As bad as the last four (Trump) years have been, 2020 has clearly been the worst, and for me, personally, probably the worst year since the end of World War II, when I was very young. Before the Quebec pandemic “lock down” in mid-March, I was able to go to the Cinema on about 40 occasions, and then I made another eight visits during the brief summer “opening” before the second “lock-down” which never was – with most businesses (not cinemas or restaurants) and schools open. So, only seven of my 20 films for 2020 were seen in the cinema, and the rest on discs, cable television (TCM), or streamed, mostly through festivals. I should mention that the smartest online festival was the compact – one programme a day except Sunday and the two Saturdays – Giornate del Cinema Muto, with really nice introductions by Jay Weissberg and terrific after screening discussions, book launches and music master classes.

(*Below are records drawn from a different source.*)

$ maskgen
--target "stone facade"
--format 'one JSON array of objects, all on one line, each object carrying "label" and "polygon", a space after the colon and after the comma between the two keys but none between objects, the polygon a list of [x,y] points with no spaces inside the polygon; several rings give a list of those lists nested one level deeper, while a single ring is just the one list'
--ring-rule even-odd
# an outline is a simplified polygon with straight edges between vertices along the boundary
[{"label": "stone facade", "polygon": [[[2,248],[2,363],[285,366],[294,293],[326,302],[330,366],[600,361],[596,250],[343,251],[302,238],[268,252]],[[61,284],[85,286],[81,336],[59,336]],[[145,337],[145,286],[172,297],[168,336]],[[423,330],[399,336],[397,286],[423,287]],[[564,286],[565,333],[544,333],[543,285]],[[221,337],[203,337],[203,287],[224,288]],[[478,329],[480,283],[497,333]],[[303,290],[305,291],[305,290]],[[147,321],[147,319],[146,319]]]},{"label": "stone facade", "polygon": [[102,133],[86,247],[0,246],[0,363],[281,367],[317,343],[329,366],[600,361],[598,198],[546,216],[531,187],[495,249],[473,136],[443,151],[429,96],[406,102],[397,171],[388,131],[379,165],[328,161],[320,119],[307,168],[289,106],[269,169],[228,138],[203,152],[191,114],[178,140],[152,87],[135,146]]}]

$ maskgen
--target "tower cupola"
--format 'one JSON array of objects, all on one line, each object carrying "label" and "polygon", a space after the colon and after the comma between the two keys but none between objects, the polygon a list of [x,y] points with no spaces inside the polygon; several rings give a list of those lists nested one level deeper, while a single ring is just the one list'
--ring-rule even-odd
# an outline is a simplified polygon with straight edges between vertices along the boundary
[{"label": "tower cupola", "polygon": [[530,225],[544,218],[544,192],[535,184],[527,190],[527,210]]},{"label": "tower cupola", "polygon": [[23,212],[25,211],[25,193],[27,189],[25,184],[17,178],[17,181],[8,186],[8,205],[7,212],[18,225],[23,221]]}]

My top 20 films seen for the first time in 2020, up until December 10 (in the order in which I saw them):

Christmas on Earth (Barbara Rubin, 1963): attempted reconstruction of the original screening as part of the Barbara Rubin and the Exploding New York Underground (Chuck Smith, 2018) show at the Cinéma Moderne; January
Synonymes (Nadav Lapid, 2019); Cinéma du Parc, January
El vampire negro (The Black Vampire, Román Viñoly Barreto, 1953); Noir City festival, San Francisco, January
First Cow, (Kelly Reichardt, 2019); Cinéma Moderne, March
The Grand Bizarre (Jodie Mack, 2018); MUBI, streamed, April
Bacurau (Kleber Mendonça Filho & Juliano Dornelles, 2019), rental, streamed, April
Çiroka Bajarên Wêranbûyî: Singal (Stories of Destroyed Cities: Shengal, Sêro Hindê, 2020); YouTube, streamed, June
It Must Be Heaven (Elia Suleiman, 2019); Cinéma Moderne, July
Canción sin nombre (Song Without a Name, Melina Léon, 2019); Cinéma Moderne, July
Nadia, Butterfly (Pascal Plante, 2020); Cineplex Forum, July
“Voglia di viaggiare/The Urge to Travel,” a programme of nine short films (1911-1939); Giornate del Cinema Muto, streamed on YouTube, October: the perfect start to an online, “distanced” film festival
Ta fang jian li de yun (The Cloud in Her Room, Zheng Lu Xinyuan, 2020); Festival du Nouveau Cinéma, streamed, October
Chansil-ineun bogdo manhji (Lucky Chan-sil, Kim Cho-hee, 2019); Korean Film Festival (Canada and Republic of Korea), streamed, November
City Hall (Frederic Wiseman, 2020); Rencontres Internationales du Documentaire de Montréal (RIDM), streamed, November
Krabi 2562 (Anocha Suwichakornpong & Ben Rivers, 2019); Blu-ray disc, November
Nomadland (Chloé Zhao, 2020); streamed official Fox Searchlight screener, November
Trotocalles (Streetwalker, Matilde Landeta, 1951); YouTube (no subtitles), December
Three shorts, Making and American Citizen (Alice Guy Blaché, 1912), A Man’s a Man (Guy Blaché, 1912),
The Thief (Guy Blaché, 1913); Blu-ray, December
Small Axe I: Mangrove (Steve McQueen, 2020); Prime, streamed, December
O Ébrio (The Drunkard, Gilda de Abreu, 1946); TCM, December: the highlight of the “Women Make Film” series – a film I have wanted to see since I studied Brazilian film under Robert Stam in 1977.